B1070
Title: Scalable Bayesian estimation of sparse Gaussian graphical models
Authors: Deborah Sulem - Barcelona School of Economics (Spain) [presenting]
David Rossell - Universitat Pompeu Fabra (Spain)
Jack Jewson - Universitat Pompeu Fabra and Barcelona Graduate School of Economics (Spain)
Abstract: Gaussian graphical models are widely used to analyse the conditional dependence structure between variables such as gene expression data. Under the Gaussian model, inferring this dependence structure corresponds to estimating a precision matrix, often high-dimensional when the number of variables considered in the analysis, p, is large. When p is big, potentially larger than the sample size n, it is often reasonable to assume that the precision matrix is sparse and the graphical model is parsimonious, since the zero entries imply the conditional independence property.
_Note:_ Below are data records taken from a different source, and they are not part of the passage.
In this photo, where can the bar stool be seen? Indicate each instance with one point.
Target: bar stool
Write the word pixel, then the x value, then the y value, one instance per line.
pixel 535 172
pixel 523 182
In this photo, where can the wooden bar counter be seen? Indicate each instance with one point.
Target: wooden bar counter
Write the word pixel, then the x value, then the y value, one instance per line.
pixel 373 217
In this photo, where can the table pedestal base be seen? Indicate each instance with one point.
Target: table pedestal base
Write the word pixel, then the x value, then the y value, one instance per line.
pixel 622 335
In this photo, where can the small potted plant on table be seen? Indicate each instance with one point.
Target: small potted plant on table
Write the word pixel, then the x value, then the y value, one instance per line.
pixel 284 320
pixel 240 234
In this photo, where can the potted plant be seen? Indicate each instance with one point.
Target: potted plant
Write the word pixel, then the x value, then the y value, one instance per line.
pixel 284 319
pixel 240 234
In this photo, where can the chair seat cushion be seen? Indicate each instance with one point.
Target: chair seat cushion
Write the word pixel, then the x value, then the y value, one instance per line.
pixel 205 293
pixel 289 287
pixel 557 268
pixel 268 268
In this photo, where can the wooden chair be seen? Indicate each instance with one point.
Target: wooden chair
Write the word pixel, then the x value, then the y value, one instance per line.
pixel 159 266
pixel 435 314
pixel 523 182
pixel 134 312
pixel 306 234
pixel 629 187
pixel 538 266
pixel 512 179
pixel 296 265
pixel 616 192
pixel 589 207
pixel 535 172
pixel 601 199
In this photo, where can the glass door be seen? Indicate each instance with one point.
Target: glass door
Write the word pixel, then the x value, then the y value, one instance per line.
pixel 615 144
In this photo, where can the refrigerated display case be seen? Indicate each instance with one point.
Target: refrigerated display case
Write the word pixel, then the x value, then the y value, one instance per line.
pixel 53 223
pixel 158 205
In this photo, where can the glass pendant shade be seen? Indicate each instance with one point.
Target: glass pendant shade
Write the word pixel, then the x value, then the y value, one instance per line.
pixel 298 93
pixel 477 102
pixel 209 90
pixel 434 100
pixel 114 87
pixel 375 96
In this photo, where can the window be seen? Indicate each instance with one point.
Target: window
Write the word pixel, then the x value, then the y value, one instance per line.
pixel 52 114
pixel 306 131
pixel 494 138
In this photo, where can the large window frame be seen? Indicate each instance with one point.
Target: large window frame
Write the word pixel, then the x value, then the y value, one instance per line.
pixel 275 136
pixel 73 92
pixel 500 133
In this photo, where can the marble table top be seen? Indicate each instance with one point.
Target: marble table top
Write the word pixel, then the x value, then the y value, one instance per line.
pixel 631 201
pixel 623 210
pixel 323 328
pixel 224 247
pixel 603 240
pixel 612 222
Then only the most significant partial dependencies are sought to be estimated. A fast Bayesian method is proposed to estimate a precision matrix and infer a graphical model in high-dimensional settings. In this context, estimating the posterior distribution via Monte-Carlo Markov Chains remains challenging, because of the size of the model space which grows exponentially with the number of variables. The approach consists of parallelising the computations of approximated posterior conditional distributions, which enables a fast exploration of the local partial correlation structure.